Proteomics:Programmers Meeting on 2010-01-26

From BioAssist
Jump to: navigation, search

Location and time

Antonius Deusinglaan 1, 9713 AV Groningen, Building 3211, room 0258

11:00 - 18:00



  • Data Analysis Framework (subsequently will be referred as DAF) source code investigation & general organization point:
    • module separation
    • package naming
    • extensibility requirements
    • security & authentication
  • Learning how to compile and deploy Data Analysis Framework.
  • Configuring DAF, running jobs.
  • Exploring workflows typical for RUG.
  • Documentation to DAF and provide tutorial
  • Make development priorities
  • Discuss the TavernaGrid plugin issue

Minutes notes

  • How to make a tool inventory: ask users to fill in spreadsheets or type directly at wiki page. Conclusion: send a spreadsheet.
    • Whether the data about tool usage is compatible with proposed XSD model? It is complete? It should be finally converted manually to the data models used by Data Analysis Framework (DAF) to integrate tools. Further information can be requested later on if this is required by the future extension of DAF data models.
  • Peter explained the typical workflow:
    1. Noise filtering & smoothing
    2. Peak detection & quantification
    3. Time alignment
    4. Peak matching
  • Warp2D application note as firts service of DAF and the Platform should be published ASAP (1st May). Hosting problems. NBIC is delaying to provide any services. No estimations are set up till now.
    • DAF should be initially hosted at RUG.
  • Concerns about how to migrate from TavernaGrid to DAF.
  • Minor source code introduction
    • DAF uses Job Description Language (JDL) to submit tasks to GRID, support from Condor library
    • DAF uses Topos layer to execute jobs more reliably
  • Priority of issues
  • Next programmers meeting

Action points


  1. Tool inventory (done on 28 January 2010)
    • Finalize the spreadsheet (remove workflow-related tabs, call the section "use case" or "example")
    • Setup publically available FTP server with read/write access for time user.
    • Upload the spreadsheet to the root FTP folder
    • Create initial directory structure
    • Upload the two sample open-access tools to show what is required for tool description
    • Upload the input/output example data files and describe example parameters
    • Send email to the mail list with the complete instruction list of how to processed, for example
      • Download the form from FTP server ftp://NNN using the credentials abc:bde
      • Fill in the form template
      • Create the folder for each tool
      • Upload the tool and all dependent libraries to the folder
      • For each tool use case, create a subfolder and upload the test data files that subfolder (see the provided file structure as a reference)
  2. For each reported tool, check that you can execute it, and it produces the same output file for the given input file.
  3. Register the domain for the platform
  4. Organize temporary hosting in Groningen
  5. Deploy Warp2D client application to that hosting
  6. Do other preparations for the publication


  1. Put two example tools descriptions from RUG into wiki
  2. Implement one workflow for DAF using these tools
  3. Improve the proteomics page (done):
    • Rename it to "Proteomics platform"
    • Add workpackages and describe the goals of the Platform with help of Bas van Breukelen
    • Add PIs and programmers for each work package and who is doing what
  4. Write a slide, showing the difference in DAF and Taverna approaches. Show this slide to Andrew Stubbs and get his feedback on how to migrate (done, see TavernaGrid workflow processing and DAF workflow processing).
  5. Authentication module: Investigate what are the possible solutions for simple HTTP authentication (done).
  6. Investigate, what are the possible ways to create workflows (JOpera, P-GRADE, Taverna, Galaxy, other?) Gather requirements (ask Andrew Stubbs to provide a complicated workflow). Make a comparison matrix.
  7. Organize the programmers meeting before next proteomics meeting (done).

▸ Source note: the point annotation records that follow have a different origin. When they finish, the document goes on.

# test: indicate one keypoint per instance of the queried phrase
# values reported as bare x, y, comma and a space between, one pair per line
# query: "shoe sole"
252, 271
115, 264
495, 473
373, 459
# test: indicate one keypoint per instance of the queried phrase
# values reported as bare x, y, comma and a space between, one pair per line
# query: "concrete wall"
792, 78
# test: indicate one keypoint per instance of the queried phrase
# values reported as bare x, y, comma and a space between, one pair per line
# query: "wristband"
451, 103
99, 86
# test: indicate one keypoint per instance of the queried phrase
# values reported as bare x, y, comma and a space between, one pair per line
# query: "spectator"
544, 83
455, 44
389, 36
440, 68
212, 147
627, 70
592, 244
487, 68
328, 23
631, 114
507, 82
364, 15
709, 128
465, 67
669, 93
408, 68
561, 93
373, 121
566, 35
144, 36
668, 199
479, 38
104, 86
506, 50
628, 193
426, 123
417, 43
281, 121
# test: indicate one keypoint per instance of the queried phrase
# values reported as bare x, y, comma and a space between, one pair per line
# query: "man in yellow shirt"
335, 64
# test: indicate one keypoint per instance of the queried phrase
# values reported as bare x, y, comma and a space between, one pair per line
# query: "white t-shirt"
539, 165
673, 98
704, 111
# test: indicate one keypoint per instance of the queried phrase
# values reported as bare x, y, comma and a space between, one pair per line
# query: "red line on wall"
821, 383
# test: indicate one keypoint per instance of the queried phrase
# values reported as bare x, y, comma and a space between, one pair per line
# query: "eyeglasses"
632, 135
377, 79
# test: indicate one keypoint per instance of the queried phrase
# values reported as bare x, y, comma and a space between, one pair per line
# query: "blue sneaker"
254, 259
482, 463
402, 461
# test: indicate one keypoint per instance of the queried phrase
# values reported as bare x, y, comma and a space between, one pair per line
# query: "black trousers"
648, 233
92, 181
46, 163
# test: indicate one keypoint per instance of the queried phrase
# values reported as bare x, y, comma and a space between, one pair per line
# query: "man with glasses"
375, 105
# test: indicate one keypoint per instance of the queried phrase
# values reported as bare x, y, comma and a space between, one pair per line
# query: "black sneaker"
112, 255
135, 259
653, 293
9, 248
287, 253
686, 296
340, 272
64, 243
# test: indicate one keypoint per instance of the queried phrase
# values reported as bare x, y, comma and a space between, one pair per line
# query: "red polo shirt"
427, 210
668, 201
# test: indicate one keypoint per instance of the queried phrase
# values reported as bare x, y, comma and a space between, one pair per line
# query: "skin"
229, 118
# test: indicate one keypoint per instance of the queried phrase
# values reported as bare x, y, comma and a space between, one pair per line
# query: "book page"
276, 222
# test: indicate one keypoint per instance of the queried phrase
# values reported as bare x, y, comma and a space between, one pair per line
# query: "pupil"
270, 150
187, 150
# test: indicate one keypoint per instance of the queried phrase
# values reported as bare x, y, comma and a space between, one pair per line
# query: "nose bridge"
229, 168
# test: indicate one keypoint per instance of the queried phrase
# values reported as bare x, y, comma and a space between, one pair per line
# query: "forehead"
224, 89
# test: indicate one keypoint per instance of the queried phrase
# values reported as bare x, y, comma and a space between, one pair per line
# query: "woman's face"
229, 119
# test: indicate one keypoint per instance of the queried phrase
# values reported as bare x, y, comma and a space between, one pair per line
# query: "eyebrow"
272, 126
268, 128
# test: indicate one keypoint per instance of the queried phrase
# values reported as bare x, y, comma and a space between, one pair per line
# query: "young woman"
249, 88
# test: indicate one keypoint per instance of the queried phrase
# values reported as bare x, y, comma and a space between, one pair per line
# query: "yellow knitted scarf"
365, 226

  1. Provide the list of modules, into which DAF can be slitted
  2. Split the project into modules.
  3. Provide the list of potential extensions of DAF. The list should contain such improvements, which are beyond the TODO obligatory list for DAF.


  1. Approve that the information to be provided by a spreadsheet is enough to translate into proposed XML tool model

TODO list:

  1. Start Data Analysis Framework (DAF) as Trac project ASAP
  2. Commit new project to Data Analysis Framework repository in NBIC gForge.
  3. Create Data Analysis Framework (DAF) project in gForge and redirect to Trac.
  4. Create Data Analysis Framework (DAF) wiki page.